Tempting as it would be to assassinate my man in print, I don’t want to come off looking as petty as all that. So I turned to The Museum of Broken Relationships which claims to sum up ‘modern love in 203 everyday objects’. The museum was founded in Croatia by two ex-lovers who wanted to memorialise their former passion for one another, and I found the accompanying book very affecting. I don’t want to fall in love again if this is how it always has to end.

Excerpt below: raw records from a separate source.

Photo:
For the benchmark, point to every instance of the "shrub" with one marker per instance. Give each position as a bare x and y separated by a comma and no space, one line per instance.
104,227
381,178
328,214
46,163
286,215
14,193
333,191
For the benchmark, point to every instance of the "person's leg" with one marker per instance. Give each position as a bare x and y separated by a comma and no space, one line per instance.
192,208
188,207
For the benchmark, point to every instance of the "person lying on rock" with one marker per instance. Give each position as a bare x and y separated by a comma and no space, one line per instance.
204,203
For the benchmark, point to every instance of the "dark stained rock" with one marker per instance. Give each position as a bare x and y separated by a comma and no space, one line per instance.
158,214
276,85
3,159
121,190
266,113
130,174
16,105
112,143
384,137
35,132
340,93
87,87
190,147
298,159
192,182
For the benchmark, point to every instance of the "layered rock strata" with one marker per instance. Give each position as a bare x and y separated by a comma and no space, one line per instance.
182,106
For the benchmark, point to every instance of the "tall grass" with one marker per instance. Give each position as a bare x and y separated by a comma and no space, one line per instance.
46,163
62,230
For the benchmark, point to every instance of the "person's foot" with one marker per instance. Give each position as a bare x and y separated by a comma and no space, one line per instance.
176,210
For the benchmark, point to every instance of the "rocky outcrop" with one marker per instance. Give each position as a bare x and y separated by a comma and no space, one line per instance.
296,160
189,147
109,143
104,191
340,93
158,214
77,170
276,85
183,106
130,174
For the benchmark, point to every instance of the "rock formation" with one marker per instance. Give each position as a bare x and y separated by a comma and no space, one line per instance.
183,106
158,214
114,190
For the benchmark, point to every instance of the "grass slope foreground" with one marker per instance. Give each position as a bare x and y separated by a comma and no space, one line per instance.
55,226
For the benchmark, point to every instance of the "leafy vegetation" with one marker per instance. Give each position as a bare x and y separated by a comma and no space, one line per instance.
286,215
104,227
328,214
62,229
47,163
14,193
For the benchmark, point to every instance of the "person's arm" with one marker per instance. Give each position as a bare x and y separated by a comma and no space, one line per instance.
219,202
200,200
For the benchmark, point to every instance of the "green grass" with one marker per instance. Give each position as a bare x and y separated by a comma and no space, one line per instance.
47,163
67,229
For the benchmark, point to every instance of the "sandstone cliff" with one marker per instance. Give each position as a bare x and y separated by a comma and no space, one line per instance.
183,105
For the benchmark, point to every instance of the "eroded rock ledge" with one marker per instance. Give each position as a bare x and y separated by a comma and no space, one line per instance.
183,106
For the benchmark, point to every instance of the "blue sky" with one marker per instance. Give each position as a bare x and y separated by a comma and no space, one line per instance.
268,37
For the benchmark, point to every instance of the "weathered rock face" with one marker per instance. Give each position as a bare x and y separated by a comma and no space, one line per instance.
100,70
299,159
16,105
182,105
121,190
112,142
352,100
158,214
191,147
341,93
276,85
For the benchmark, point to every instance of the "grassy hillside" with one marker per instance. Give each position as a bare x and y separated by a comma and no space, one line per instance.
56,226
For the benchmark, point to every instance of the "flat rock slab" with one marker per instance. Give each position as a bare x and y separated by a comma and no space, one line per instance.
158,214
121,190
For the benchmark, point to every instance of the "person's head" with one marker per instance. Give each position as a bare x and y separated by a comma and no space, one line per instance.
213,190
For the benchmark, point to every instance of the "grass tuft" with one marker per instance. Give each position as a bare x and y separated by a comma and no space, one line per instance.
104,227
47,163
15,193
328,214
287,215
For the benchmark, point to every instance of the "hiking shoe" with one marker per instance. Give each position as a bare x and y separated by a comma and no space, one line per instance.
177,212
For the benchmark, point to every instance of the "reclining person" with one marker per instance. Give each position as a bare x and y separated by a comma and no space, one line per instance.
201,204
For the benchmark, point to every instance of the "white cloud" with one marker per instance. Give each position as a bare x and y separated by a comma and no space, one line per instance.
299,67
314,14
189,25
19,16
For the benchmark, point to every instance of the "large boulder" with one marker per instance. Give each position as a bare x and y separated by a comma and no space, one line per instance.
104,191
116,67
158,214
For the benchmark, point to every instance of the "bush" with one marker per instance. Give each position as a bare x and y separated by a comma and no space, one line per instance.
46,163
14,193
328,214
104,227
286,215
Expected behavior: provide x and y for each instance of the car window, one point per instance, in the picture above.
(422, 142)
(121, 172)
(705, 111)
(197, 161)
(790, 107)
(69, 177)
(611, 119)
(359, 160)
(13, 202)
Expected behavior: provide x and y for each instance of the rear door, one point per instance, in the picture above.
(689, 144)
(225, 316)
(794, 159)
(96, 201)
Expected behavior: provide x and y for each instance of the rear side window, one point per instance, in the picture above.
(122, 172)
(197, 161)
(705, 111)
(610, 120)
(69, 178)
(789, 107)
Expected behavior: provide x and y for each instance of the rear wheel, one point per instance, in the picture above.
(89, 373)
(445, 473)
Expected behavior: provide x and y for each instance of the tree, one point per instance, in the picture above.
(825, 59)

Each page consists of a photograph of an item sent to the museum together with a note explaining what it symbolises to the one who posted it. Each tale is different. And yet all are curiously the same — bleak and stark and heart-mashing. It’s like a cheerfully coloured catalogue of suicide, divorce and venereal disease.

At times, there’s nothing to do but laugh: at the ‘can of love incense’ (explanation: ‘didn’t work’); at the ‘sweatshirt with a smiley face on the front and the reverse on the back’:

‘The angry face tells me that he went to a South American transgender prostitute on Vesterbro and paid 800 Danish Kroner for a blow job on Christmas Eve. ‘Now we have gonorrhoea,’ the face says.

But best by far was the note accompanying the twin silicone jellies salvaged from a reversed boob job. (‘My ex had convinced me to get breast implants… at the time I hadn’t had enough therapy to tell him to go f*** himself.’)

I was persuaded. My love may sleep peacefully in his bed. I’ll just ship what’s left of him to Zagreb. There his T-shirt can join all the other tragic tat. A monument to our nothingness. A promise to forget.